List and Define Disqualifying Posts and Behaviors
Examples of online conduct and publicly available information employers have used to disqualify candidates include
- Posting provocative photos or images;
- Making negative comments about or disparaging other people because of characteristics such as race, gender, age, national origin, color, religion, gender identity, sexual orientation and disability;
- Making threats;
- Committing acts of violence;
- Disparaging a former employer;
- Portraying or describing personal use of illegal drugs; and
- Committing crimes.
Each organization needs to create its own list based on what the organization values. The group put in charge of spelling out disqualifying behaviors or statements must keep in mind that individuals should not be denied employment based on their political views or comments that may be controversial but which are not discriminatory, illegal or in violation of the organization’s policies, values, code of ethics or code of conduct.

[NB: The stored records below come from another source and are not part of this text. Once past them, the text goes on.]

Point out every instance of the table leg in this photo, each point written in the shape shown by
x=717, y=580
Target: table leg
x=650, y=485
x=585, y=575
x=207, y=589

Do Not Let Hiring Managers Perform Social Media Screenings
Hiring managers should not be the ones who conduct screenings. Making sure this does not happen is important because managers are prone to using all the information they gather even when information is not relevant or legal to use when deciding whether to hire a candidate. Everyone possesses implicit and unconscious biases, so even managers with the best intentions may err when making decisions.
For these reasons, the organization should have either a committee or a third party conduct social media searches on candidates. When a third party such as a background search firm is used, the organization will need to strictly comply with the Fair Credit Reporting Act. If the organization does the screening in house, FCRA rules will not apply.
Employers Can Rescind a Job Offer
An example of a social media post that justified rescinding a job offer before an employee even started working is shown in Figure 3. The cleaned-up version is that the newly hired person expressed her displeasure at the prospect of showing up for work on her
first day.

The woman’s prospective employer saw her post and let her know, as shown in Figure 4, she was no longer welcome.

Just as an employer can legally deny employment due to conduct or behaviors demonstrated on social media, a prospective employer can equally rescind an offer of employment.